Multimodal AI model can guide personalized TB treatments

A team of researchers from the University of Michigan developed a multimodal AI model to predict treatment outcomes for tuberculosis (TB) patients. Their analysis of data from patients around the world could lead to personalization of tuberculosis treatment.

“Tuberculosis is the deadliest infectious disease in the world, affecting millions of people each year. My lab’s goal is to develop innovative new solutions to stop the spread of drug-resistant pathogens like those that cause tuberculosis. tuberculosis,” said Sriram Chandrasekaran, corresponding and associate author. professor of biomedical engineering.

In the study, published in iScience, researchers analyzed multimodal data, including various biomedical data from clinical tests, genomics, medical imaging, and drug prescriptions from TB patients. By analyzing data from patients with varying levels of drug resistance, they discovered biomedical characteristics predictive of treatment failure. They also discovered effective treatment regimens against specific groups of patients with drug-resistant tuberculosis.

“Our multimodal AI model accurately predicted treatment prognosis and outperformed existing models that focus on a narrow set of clinical data,” Chandrasekaran said.

“We identified effective treatment regimens against certain types of drug-resistant TB in all countries, which is very important due to the spread of drug-resistant TB,” added Awanti Sambarey, first author and postdoctoral researcher.

Using AI, the team examined more than 5,000 patients. “We are talking about real data, so patients in different countries have different admission protocols,” she said.

“We worked with more than 200 biomedical characteristics in our analysis; we looked at demographic information such as age and gender as well as treatment history. We also noted whether patients had other comorbidities, such as HIV, and then we worked with multiple image features such as their x-rays, CT scans, pathogen data, drug resistance data, as well as the genomic features and mutations of the pathogen.

“It’s really difficult, clinically, to look at all the data as a whole,” Sambarey said. “Typically, you look at them separately. I think that’s where AI comes in handy. When clinicians look at all that data, it can be overwhelming.

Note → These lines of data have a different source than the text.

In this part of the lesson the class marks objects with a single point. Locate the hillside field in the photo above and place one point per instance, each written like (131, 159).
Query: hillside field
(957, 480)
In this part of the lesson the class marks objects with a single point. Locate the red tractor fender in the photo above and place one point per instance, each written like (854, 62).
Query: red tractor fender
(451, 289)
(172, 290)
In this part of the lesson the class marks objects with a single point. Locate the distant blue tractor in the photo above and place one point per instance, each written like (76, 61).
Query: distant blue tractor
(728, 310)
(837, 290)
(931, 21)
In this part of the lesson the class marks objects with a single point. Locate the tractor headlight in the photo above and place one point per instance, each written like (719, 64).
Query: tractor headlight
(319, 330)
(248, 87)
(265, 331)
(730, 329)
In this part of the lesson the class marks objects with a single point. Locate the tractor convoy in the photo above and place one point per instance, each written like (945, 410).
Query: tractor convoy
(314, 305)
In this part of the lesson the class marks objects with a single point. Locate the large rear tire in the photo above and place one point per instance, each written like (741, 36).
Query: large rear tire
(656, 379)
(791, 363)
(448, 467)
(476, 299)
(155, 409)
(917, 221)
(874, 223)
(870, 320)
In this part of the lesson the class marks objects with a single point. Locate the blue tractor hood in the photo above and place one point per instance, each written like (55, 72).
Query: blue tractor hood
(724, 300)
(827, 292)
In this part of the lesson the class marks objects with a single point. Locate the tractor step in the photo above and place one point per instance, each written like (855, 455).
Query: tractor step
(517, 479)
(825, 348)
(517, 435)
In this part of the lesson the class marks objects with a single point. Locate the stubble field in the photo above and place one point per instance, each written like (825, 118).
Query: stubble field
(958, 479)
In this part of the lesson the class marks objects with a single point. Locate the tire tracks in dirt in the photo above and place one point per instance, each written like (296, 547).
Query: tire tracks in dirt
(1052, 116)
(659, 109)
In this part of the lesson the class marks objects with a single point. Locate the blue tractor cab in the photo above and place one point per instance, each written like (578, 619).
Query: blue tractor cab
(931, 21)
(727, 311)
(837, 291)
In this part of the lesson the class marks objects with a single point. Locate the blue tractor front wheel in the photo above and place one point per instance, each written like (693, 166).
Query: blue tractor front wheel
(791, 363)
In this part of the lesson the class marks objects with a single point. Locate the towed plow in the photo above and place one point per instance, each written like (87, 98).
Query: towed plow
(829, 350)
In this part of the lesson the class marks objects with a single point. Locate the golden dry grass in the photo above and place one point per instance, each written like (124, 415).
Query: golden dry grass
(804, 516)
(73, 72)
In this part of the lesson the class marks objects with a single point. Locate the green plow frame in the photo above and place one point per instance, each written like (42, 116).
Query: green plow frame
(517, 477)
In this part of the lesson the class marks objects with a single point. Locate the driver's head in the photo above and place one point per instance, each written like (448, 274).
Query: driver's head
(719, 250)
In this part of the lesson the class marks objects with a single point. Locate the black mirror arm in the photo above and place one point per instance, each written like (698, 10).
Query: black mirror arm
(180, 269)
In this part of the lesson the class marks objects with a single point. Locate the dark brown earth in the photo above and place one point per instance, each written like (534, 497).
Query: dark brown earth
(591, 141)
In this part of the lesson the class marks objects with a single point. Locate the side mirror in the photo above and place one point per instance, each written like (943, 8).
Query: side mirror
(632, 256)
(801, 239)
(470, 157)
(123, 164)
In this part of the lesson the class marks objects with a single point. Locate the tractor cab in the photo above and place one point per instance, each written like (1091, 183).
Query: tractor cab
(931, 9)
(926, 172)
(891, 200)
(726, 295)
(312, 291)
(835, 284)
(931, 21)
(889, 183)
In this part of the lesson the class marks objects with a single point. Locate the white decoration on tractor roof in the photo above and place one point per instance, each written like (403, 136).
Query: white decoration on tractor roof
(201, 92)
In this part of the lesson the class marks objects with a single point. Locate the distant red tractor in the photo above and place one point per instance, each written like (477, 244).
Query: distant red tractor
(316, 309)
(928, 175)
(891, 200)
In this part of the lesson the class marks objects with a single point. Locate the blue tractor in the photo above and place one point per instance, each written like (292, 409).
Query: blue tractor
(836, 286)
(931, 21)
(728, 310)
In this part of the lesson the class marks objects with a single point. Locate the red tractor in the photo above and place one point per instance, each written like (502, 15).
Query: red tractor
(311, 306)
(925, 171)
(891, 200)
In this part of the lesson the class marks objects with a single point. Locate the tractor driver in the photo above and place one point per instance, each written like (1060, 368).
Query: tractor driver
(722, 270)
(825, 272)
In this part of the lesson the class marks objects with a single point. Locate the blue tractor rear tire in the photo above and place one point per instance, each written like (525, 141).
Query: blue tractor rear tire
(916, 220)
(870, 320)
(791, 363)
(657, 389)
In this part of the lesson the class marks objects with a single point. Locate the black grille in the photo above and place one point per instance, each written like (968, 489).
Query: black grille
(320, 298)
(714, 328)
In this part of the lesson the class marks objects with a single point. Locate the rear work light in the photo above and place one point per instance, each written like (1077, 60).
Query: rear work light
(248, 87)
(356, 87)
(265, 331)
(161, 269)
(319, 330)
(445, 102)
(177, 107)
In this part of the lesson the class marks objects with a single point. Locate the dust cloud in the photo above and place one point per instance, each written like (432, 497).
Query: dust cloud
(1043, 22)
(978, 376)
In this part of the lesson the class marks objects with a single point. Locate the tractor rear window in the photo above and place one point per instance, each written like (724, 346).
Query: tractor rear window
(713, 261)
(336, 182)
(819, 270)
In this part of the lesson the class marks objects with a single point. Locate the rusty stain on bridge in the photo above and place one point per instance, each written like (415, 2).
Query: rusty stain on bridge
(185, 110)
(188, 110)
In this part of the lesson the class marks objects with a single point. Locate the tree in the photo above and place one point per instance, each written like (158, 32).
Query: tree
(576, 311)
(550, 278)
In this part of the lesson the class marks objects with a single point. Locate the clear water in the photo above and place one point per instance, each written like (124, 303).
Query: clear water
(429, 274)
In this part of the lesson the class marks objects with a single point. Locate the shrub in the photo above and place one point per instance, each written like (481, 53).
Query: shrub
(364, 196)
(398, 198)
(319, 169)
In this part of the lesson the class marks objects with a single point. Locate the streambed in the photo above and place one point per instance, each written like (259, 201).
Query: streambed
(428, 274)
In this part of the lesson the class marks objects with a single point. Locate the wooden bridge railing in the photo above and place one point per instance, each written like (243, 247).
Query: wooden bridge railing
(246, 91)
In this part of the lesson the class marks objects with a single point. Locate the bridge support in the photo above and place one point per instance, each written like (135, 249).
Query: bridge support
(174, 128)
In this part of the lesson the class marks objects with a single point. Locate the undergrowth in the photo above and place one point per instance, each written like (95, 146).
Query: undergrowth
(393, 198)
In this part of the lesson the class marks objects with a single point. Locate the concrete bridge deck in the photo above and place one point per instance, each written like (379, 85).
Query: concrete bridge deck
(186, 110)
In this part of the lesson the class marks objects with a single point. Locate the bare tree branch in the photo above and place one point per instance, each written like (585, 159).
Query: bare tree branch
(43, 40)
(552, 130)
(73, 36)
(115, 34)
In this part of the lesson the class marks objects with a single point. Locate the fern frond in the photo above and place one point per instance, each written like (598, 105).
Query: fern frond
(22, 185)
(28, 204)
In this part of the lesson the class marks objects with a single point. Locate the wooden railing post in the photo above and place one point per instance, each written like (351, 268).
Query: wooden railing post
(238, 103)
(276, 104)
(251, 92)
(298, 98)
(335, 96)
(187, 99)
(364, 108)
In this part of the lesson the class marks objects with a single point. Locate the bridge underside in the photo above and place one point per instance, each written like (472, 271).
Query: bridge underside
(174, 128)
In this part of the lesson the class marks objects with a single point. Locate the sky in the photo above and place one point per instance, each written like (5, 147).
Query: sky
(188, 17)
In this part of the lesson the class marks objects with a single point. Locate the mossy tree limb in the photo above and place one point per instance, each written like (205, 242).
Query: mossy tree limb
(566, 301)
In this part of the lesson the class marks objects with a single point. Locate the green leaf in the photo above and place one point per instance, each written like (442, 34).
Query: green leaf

Here, our research is able to identify the characteristics most significant clinics.”

The team also studied the impact of the type of drug resistance present. “You can look at a specific snapshot of data, such as genomic features, discover mutations in the infectious pathogen, and ask what some of the long-term treatment implications are,” she added.

Surprisingly, they found that certain drug combinations worked better in patients with certain types of resistance but not others, leading to treatment failure.

Researchers also found that drugs with antagonistic pharmaceutical interactions could lead to worse outcomes. “Using AI to eliminate antagonistic drugs early in the drug discovery process can prevent treatment failure down the line,” Chandrasekaran noted. “The AI ​​model can also potentially be adapted to identify treatment regimens suitable for people with certain comorbidities.”

“Instead of a one-size-fits-all treatment approach, we hope that studying multimodal data will help doctors treat patients with more personalized treatments to achieve the best results,” Sambarey said.